In Iraq, a ceasefire may be emerging in Najaf between Shiite cleric Muqtada al-Sadr and the U.S. According to one of Sadr’s aides, Sadr is now offering to withdraw and disarm his militia from Najaf under the condition that the U.S. pull its troops from the holy city and for criminal charges against him to be dropped. A senior official in the Shiite Dawa party confirmed that a preliminary agreement has been reached. The deal comes less than a day after U.S. forces arrested one of Sadr’s top lietenants, Riyadh al-Nouri, in a pre-dawn raid on Wednesday. Members of the U.S.-appointed Iraqi Governing Council traveled to Najaf today to help finalize the truce. Three Shiite members of the Council announced they would stage a sit-in at a mosque in nearby Kufa until the U.S. troops leave the city. We go now to Najaf for a report from independent filmmaker James Longley
UN officials are accusing the Bush administration of trying to undermine the work of UN envoy Lakhdar Brahimi in Iraq by leaking the name of a possible new Iraqi prime minister. US officials had said on Tuesday that a former nuclear scientist named Hussain Shahristani who was jailed under Saddam Hussein, was the leading contender of the post. But UN officials denied the reports. The scientist himself announced on Wednesday that he is not interested in the position. In other Iraq news, some members of the Iraqi Governing Council have rejected President Bush’s call to level the notorious Abu Ghraib because they described the destruction as a waste of resources. Meanwhile the New York Times reports the military has gleaned little intelligence from prisoners held at Abu Ghraib.

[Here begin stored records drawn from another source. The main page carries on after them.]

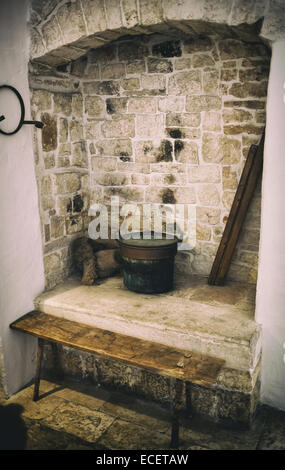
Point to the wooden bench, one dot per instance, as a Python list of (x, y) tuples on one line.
[(177, 364)]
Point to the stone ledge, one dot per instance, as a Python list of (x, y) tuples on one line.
[(211, 320), (218, 321)]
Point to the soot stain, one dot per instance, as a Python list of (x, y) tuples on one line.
[(110, 107), (165, 152), (124, 157), (168, 197), (77, 203), (167, 49), (175, 133), (178, 146)]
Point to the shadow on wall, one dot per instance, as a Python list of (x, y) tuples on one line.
[(13, 432)]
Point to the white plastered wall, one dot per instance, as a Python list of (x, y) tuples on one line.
[(270, 307), (21, 266)]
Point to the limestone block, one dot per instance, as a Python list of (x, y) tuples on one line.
[(273, 26), (41, 99), (212, 121), (106, 87), (150, 12), (186, 151), (113, 71), (71, 22), (49, 132), (46, 185), (74, 224), (94, 13), (48, 203), (130, 84), (183, 133), (168, 179), (95, 106), (166, 195), (49, 160), (113, 14), (130, 13), (140, 179), (131, 50), (126, 194), (236, 115), (219, 148), (104, 164), (184, 9), (208, 195), (142, 105), (203, 232), (227, 75), (211, 82), (243, 129), (37, 46), (183, 63), (196, 104), (171, 104), (202, 60), (117, 147), (227, 199), (252, 90), (229, 178), (153, 82), (116, 105), (67, 183), (150, 152), (183, 120), (185, 83), (197, 44), (121, 128), (62, 103), (235, 49), (64, 149), (93, 130), (63, 130), (136, 66), (208, 215), (256, 74), (155, 65), (79, 155), (57, 226), (204, 174), (167, 49), (78, 67), (51, 34), (52, 262), (76, 130), (103, 55), (150, 128), (111, 179)]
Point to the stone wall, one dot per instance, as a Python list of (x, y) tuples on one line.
[(62, 169), (152, 119)]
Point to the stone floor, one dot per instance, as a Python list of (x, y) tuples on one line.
[(82, 417)]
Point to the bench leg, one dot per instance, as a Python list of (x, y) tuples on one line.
[(176, 403), (38, 369)]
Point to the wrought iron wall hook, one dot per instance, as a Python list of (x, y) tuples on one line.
[(22, 121)]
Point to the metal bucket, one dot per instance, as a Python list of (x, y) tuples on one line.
[(148, 263)]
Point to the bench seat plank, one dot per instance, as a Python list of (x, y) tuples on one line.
[(171, 362)]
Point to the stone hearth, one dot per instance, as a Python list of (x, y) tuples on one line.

And the Financial Times reports the U.S. looking for help from private companies because it is running out of bullets. The military owns a single ammunition factory in Lake City Missouri but the war on Iraq is quickly draining the supply. The military estimates it needs between 300 and 500 million more bullets a year. One defense analyst said "We’re using so much ammunition in Iraq there isn’t enough capacity around."
In a major speech Wednesday, former vice president Al Gore called for the resignations of Defense Secretary Donald Rumsfeld, national security adviser Condoleezza Rice and CIA Director George Tenet. He said "We simply cannot afford to further increase the risk to our country with more blunders by this team." He also said three of Rumsfeld’s deputies should also resign: Deputy Defense Secretary Paul Wolfowitz; undersecretary of defense for policy Douglas Feith; and undersecretary of defense for intelligence. Stephen Cambone.
Attorney General John Ashcroft announced the formation of the 2004 threat task force to deal with the possibility of another major attack by al Qaeda on U.S. soil He said "Credible intelligence from multiple sources indicates that al Qaeda plans to mount an attack on the US in the next few months. This disturbing intelligence indicates al Qaeda’s specific intention to hit the US hard." The government did not elevate the terror threat level. The government released the names and photos of seven suspects, six of whom have been on wanted lists before. The one new person is an American named Yahiye Adam Gadaha who grew up on a goat ranch in California and converted to Islam after a period when he was obsessed with heavy metal music. The government claims the man attended an al Qaeda training camp.
And a new report by the International Institute for Strategic Studies concludes that the occupation of Iraq has helped al Qaeda recruit new members. The think tank estimated there are potentially 18,000 members of al Qaeda around the world.
Israeli police have arrested the British reporter who exposed Israel’s nuclear weapons program 20 years ago when he secured an exclusive interview with nuclear whistle blower Mordechai Vanunu. In the article in the Sunday Times of London, Vanunu exposed details confirming that Israel had a secret nuclear weapons program. This led Israel to the arrest and imprisonment of Vanunu for 18 years. He was released a month ago. Now Israel has arrested the journalist behind the piece, Peter Hounam, who traveled to Israel more than a month ago ahead of Vanunu’s release and was working on a documentary for the BBC about the nuclear whistleblower. The government has placed a gag order on all information about his arrest. According to the London Independent, Hounam’s arrest only became known to the public because Hounam was briefly able to break away from the arresting officers to tell someone in his hotel what happened. He grabbed the hair of a female guest in the hotel lobby to get her attention and said "tell people, tell The Sunday Times that I am being arrested". Hounam’s lawyer said "The man was arrested without reason, out of a ceaseless security obsession with Vanunu." The arrest may have come because the Sunday Times is planning to run this weekend the first major extensive interview with Vanunu since his release.
In Haiti and the Dominican Republic massive floods and landslides has led to the death of nearly 2,000 people over the past few days. The death toll skyrocketed Wednesday, when more than 1,000 bodies were found in a single town called Mapou in southeastern Haiti.